Artikel 51, lid 1, sub a, van de verordening inzake het gemeenschapsmerk bepaalt dat een merk uit het register wordt geschrapt wanneer het „is ingeschreven” in strijd met artikel 7 van deze verordening. De conclusie van het Gerecht dat deze uitdrukking uitsluitend bepaalt in welke gevallen een merk niet mag worden ingeschreven of moet worden nietig verklaard, en niet (ook) de relevante datum voor het onderzoek betreft, is reeds op grond van de bewoordingen van bedoeld voorschrift onbegrijpelijk. Aangezien het Gerecht geen verdere toelichting heeft gegeven, is niet duidelijk welke overwegingen in het bijzonder tot zijn conclusie hebben geleid. De door rekwirant verdedigde uitlegging dat de uitdrukking „is ingeschreven” op zijn minst ook de relevante datum betreft, is daarentegen gelet op de bewoordingen van bedoeld voorschrift aanmerkelijk plausibeler.

Tegen de uitlegging die het Gerecht in het bestreden arrest verdedigt, pleit echter ook de beschermingsdoelstelling die aan de artikelen 7 en 51 van de verordening inzake het gemeenschapsmerk ten grondslag ligt, namelijk dat inschrijvingen die in strijd met het algemene belang zijn, meteen moeten worden uitgesloten of, wanneer de inschrijving toch heeft plaatsgevonden, kunnen worden nietig verklaard. Alleen zo kan worden voorkomen dat merken in strijd met de bepalingen van de verordening inzake het gemeenschapsmerk worden ingeschreven en daardoor het aan deze bepaling ten grondslag liggende algemene belang niet in acht wordt genomen. Indien de opvatting van het Gerecht juist zou zijn, zou een merkaanvrager bovendien niet alleen bescherming verkrijgen voor merken waarvoor op de datum van de inschrijving absolute nietigheidsgronden bestaan, maar deze merken zouden na de inschrijving ook niet langer overeenkomstig artikel 51 van de verordening inzake het gemeenschapsmerk kunnen worden nietig verklaard, aangezien zij op de datum waarop de aanvraag is ingediend, inschrijvingsvatbaar waren en het Gerecht uitdrukkelijk geen rekening houdt met ontwikkelingen tussen de datum van de aanvraag en de datum van de inschrijving. Volgens rekwirant vormt dit, in strijd met de beschermingsdoelstelling van de artikelen 7 en 51 van de verordening inzake het gemeenschapsmerk, een ongerechtvaardigde bevoorrechting van een particulier tegenover het beschermingswaardige algemene belang.
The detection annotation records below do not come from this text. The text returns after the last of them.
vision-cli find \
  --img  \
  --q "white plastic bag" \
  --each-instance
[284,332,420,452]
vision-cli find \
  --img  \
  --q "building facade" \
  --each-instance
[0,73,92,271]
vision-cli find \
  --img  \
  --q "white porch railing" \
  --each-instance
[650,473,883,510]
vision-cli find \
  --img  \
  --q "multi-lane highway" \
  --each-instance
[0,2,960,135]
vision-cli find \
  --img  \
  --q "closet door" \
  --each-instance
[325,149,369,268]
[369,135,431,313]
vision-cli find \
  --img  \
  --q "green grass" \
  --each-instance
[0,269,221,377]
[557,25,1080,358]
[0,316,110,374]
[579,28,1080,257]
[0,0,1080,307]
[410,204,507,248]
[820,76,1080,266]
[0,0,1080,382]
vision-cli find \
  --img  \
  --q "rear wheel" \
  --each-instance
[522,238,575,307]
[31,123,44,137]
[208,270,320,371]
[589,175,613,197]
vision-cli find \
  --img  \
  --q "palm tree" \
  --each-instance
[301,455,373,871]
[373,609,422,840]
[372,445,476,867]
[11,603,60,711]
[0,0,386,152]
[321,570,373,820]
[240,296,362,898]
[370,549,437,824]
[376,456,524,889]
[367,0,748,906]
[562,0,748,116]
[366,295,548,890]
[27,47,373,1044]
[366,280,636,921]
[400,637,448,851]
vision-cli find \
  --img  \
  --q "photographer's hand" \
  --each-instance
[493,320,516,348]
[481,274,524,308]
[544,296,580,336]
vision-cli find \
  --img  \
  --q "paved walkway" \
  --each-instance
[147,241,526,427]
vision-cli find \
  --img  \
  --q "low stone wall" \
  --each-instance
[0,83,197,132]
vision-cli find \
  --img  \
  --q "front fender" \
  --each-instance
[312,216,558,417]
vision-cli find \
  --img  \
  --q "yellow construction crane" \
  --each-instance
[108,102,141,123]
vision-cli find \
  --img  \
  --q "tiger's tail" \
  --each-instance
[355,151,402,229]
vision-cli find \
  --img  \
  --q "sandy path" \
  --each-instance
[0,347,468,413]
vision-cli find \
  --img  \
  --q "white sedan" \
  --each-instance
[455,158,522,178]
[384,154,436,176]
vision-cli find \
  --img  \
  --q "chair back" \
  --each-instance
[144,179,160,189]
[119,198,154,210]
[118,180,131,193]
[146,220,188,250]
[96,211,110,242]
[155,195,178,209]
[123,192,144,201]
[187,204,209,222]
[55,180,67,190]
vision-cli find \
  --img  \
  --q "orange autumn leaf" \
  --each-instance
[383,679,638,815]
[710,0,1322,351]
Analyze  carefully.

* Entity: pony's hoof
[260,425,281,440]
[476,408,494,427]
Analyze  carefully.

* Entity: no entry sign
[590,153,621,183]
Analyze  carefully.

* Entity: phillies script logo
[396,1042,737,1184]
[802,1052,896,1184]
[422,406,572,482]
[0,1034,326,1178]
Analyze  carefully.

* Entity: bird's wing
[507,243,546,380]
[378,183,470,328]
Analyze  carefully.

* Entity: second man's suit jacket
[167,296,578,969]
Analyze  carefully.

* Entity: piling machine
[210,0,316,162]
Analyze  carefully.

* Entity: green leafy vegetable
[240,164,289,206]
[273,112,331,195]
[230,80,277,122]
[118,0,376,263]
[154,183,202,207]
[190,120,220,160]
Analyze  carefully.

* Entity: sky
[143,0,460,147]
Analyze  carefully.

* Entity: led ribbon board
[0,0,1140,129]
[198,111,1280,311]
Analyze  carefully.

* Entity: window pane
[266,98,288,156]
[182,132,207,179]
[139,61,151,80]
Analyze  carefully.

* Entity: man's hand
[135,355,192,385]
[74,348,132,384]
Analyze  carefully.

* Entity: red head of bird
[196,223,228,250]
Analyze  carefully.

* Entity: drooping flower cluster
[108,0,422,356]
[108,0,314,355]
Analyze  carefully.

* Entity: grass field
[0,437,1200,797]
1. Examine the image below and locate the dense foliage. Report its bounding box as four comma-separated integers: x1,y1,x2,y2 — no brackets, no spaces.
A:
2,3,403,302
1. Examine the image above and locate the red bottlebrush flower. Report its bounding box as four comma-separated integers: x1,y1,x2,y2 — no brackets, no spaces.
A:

Wat tot slot het argument van het Gerecht inzake de duur van de procedure betreft, dient te worden opgemerkt dat deze duur kan afhangen van zeer veel factoren, die niet alleen kunnen worden beïnvloed door rekwirant, maar ook door de aanvrager zelf of, zoals in het geval van de in de verordening inzake het gemeenschapsmerk neergelegde oppositieprocedure, door derden. Ook kunnen zeer onverwacht absolute nietigheidsgronden, waarover rekwirant geen invloed heeft uitgeoefend en geen invloed kan uitoefenen, optreden. Bij een adequate afweging van de in dergelijke „toevallige” situaties tegengestelde belangen, moet voorrang worden gegeven aan het algemene belang, temeer omdat de aanvrager er tot aan de inschrijving niet op kan vertrouwen dat hij het aangevraagde beschermingsrecht daadwerkelijk verkrijgt. In dit geval is het dan ook juist om ook ontwikkelingen tot aan de datum van de inschrijving in aanmerking te nemen.

Om voormelde redenen moet het bestreden arrest van het Gerecht van eerste aanleg worden vernietigd omdat het artikel 51 van de verordening inzake het gemeenschapsmerk schendt.